HRH the Duke of Edinburgh will visit the isle of Wight to celebrate the re-opening of Newport Minster after a major refurbishment. He is the royal patron of the Friends of Newport Minster and will be among 400 specially-invited guests at the service on May 1 to celebrate the completion of the project. He will give a Bible reading as part of the service. 

He will meet some of the Island craftspeople, professionals, donors and volunteers, who include father-and-son carpentry team Nick and Sam Divers, and Paul ‘Butch’ Butcher, the site manager from Island builders Stoneham Construction. They have worked alongside the clergy, staff team and churchwardens on the project to create a new underfloor heating system, better toilets, new kitchen facilities, new seating and new meeting rooms. 

This refurbishment means the Minster is once again a spiritual and community hub for the island, with a growing range of events for all ages. The church will reopen to the public on Friday 3rd May from 10am-1pm after its seven-month internal refurbishment with the first community group using the building being the Play Café toddler group on May 7.

Jacqueline Gazzard, chair of the Friends of Newport Minster, said, “Our aim all along was to see the church start to come to life again. It is one thing saving important bricks and mortar, but creating community is much tougher and yet that is what is happening here.
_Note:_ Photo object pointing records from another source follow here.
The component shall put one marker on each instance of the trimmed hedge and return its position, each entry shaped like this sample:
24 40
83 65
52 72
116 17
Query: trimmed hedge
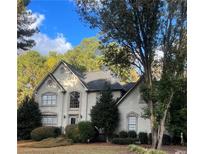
143 138
45 132
166 140
87 131
72 132
123 134
124 141
132 134
141 150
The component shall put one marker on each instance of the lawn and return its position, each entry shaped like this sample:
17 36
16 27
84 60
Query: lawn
97 148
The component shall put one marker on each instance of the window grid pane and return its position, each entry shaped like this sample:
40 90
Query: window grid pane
132 123
49 120
74 99
49 99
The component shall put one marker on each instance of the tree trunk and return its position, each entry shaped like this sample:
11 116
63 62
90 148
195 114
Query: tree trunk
162 122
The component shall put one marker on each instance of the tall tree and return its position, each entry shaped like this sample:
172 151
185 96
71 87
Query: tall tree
132 31
31 70
25 20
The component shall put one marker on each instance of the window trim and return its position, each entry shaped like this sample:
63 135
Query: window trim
79 99
132 114
51 94
50 124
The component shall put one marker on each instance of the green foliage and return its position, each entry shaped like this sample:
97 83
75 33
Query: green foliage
30 71
143 137
124 141
105 113
132 134
28 118
72 132
141 150
123 134
45 132
87 131
166 140
24 22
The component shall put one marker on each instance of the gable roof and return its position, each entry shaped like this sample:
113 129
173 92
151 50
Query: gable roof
92 81
129 91
53 78
96 80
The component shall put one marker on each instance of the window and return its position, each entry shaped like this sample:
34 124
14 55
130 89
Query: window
74 99
132 123
49 99
49 120
98 95
72 121
62 70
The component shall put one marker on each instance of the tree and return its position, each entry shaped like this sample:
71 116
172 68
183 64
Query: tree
28 118
132 31
105 113
31 70
177 121
24 26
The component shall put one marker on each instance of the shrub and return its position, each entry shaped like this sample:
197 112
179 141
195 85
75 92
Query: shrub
87 131
28 118
141 150
101 138
72 132
132 134
166 140
123 134
51 142
45 132
137 149
153 151
124 141
176 140
143 137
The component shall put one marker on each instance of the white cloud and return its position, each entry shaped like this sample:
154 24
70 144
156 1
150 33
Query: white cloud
39 19
44 44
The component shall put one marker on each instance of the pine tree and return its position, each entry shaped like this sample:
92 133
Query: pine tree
105 113
28 118
24 26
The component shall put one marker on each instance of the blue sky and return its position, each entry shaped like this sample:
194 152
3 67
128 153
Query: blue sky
60 25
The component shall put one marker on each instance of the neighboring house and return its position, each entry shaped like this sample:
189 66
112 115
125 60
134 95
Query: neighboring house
66 96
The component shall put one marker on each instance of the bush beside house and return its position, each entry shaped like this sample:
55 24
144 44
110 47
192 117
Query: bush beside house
28 118
45 132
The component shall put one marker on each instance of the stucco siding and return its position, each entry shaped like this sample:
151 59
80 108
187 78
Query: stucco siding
92 100
133 103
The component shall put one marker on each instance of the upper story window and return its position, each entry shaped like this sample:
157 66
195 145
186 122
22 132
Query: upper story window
49 120
62 70
74 99
132 121
98 95
49 99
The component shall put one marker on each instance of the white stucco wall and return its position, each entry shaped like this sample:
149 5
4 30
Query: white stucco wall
71 83
133 103
92 100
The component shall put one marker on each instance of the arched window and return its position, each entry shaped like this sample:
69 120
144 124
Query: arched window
49 99
132 121
74 99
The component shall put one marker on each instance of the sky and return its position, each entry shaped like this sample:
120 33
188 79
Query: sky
60 26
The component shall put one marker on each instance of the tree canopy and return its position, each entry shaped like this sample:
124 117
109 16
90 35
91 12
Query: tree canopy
132 33
24 26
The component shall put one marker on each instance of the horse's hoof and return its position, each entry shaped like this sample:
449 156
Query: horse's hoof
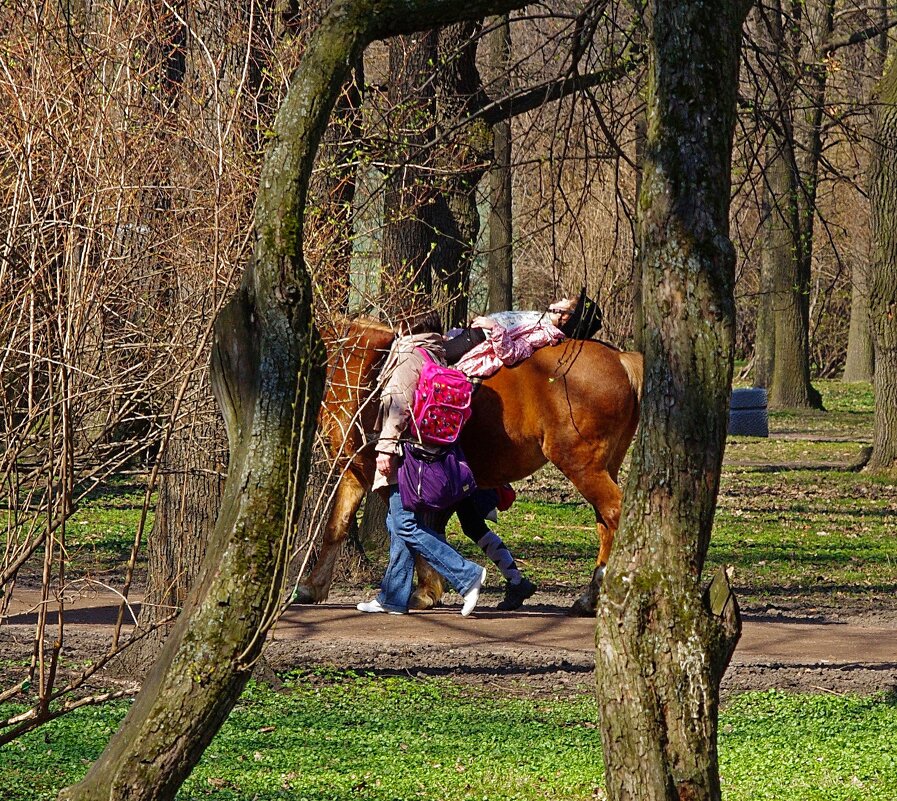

We’re delighted that our royal patron – who has supported this project right from the outset – will be there to celebrate alongside us. 

We are proud to boast a building with new purpose, that local Island people have made possible. This extraordinary building is going to be busy all year round and also warm for the first time in decades!”

Rt, Rev Dr Jonathan Frost, (Bishop of Portsmouth) will lead the re-opening service, and the Archdeacon of the Isle of Wight, the Ven. Steve Daughtery will preach. Students from local schools will be among those leading worship as part of the service. Other readings will be given by other community leaders.

This £2.6m project to complete the renewal of the building’s exterior and to refurbish its interior has been funded by the National Lottery Heritage Fund, Historic England, the National Churches Trust, the Benefact Trust, other grant-giving bodies, private individuals and local fundraising. 

There has been a place of worship on the Minster site for at least 1,000 years, with a medieval structure completed in 1175 and named after St Thomas a Becket. It is grade 1 listed building and welcomes up to 30,000 visitors a year.

It has had significant royal connections for the past 400 years, and is the final resting place of Princess Elizabeth, daughter of King Charles I. She died, aged 15, in 1650 but her grave remained unmarked until it was uncovered by workmen in 1735. An impressive memorial in the Elizabeth Chapel was commissioned by Queen Victoria, who also commissioned the windows to the north of the chapel and the memorial for Prince Albert.

HRH the Duke of Edinburgh has supported the Minster and visited on several occasions over the past few years, tracking the multi-phase project to renew the building.